Over the course of 6 months, I was the founding designer, helping them to start their team. I worked with 2 project managers and 6 engineers. I also helped them hire their first designer. This was a joint venture between Artium and Assembled Brands, where I and the team acted as a longer-term product organization where we saw to multiple releases and iterations.

Challenge #

Anything that’s involving taxes, loans, and the government is bound to be enormously complex. On top of that, I, the team, and even the government have an idea of exactly what applying for loan forgiveness would look like. Our task: take our best guess at simplifying a massively complex, 55-page form to help people apply for loan forgiveness.
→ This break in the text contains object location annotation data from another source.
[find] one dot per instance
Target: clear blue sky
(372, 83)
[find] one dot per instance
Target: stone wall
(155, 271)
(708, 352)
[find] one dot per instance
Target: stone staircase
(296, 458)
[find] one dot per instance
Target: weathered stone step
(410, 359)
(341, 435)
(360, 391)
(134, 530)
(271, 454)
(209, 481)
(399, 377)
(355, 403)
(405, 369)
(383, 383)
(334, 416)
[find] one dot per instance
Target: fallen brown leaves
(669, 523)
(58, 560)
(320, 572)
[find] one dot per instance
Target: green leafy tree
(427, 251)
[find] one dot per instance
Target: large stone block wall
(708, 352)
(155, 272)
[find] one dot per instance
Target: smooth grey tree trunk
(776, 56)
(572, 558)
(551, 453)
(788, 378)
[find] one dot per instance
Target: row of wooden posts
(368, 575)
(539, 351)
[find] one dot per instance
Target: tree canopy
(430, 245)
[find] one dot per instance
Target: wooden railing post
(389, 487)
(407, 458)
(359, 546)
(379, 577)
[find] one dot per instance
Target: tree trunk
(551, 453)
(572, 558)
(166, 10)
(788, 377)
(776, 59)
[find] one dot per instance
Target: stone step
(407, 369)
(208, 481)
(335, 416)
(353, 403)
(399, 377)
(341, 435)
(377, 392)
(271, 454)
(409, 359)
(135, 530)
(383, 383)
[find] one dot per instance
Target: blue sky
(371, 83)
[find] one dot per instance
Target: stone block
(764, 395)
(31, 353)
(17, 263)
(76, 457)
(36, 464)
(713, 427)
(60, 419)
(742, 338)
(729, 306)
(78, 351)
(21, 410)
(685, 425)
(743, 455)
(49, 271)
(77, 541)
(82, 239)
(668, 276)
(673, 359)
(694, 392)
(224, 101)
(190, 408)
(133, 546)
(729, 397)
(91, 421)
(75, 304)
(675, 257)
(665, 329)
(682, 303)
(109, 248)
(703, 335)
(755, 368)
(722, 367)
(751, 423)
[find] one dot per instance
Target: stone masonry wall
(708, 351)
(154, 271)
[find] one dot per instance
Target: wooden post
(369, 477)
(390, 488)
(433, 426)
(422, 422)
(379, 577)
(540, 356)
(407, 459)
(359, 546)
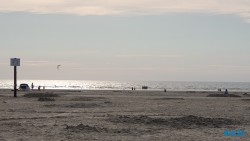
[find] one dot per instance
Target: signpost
(15, 62)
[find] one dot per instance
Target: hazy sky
(181, 40)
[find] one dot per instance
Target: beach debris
(185, 122)
(82, 105)
(34, 94)
(87, 128)
(46, 99)
(222, 95)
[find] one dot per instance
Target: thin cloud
(128, 7)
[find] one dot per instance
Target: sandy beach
(111, 115)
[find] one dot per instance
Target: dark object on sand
(46, 99)
(40, 95)
(222, 95)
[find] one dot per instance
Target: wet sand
(122, 115)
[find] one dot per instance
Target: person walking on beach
(32, 86)
(226, 92)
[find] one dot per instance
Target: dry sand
(121, 115)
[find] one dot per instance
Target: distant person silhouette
(226, 92)
(32, 86)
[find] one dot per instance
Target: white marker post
(15, 62)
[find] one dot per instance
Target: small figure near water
(32, 86)
(226, 92)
While we tried to launch this quickly, we weren’t able to go to market before the funds in the CARES Act were depleted. As a result, we pivoted to focus on making a white label application with both lender-facing and customer-facing interfaces that helped with loan forgiveness.

Approach #

To that end, we focused our efforts on the fields that were required for the initial application. We did this in hopes of getting close enough so that we could move quickly when forgiveness details were announced.

Decode Complexity #

Working closely with experts in the industry (including direct counsel from the United States Treasury), the product manager and I decoded a complicated workflow and successfully modernized it.

Now, instead of tiny PDF form fields that a person would need to squint over, we made them accessible and easy to use. Not only that, we could easily localize it to the person’s preferred language. The outcome was a completed PDF that could be reviewed and submitted for forgiveness.

Help Lenders and Borrowers #

I also designed the form to allow for a non-linear path so that a loan advisor could review the customer’s information before sending it off for final approval. This meant I needed to allow for messaging, so we created an equally robust lender-facing interface.

Underlying all of this was a solid design system that allowed product managers and even engineers to prototype workflows in Figma. We had loads of fun, and it felt like we got to really do some good for people.

Results #

We successfully sold this to several financial institutions and helped thousands of people successfully apply for loan forgiveness.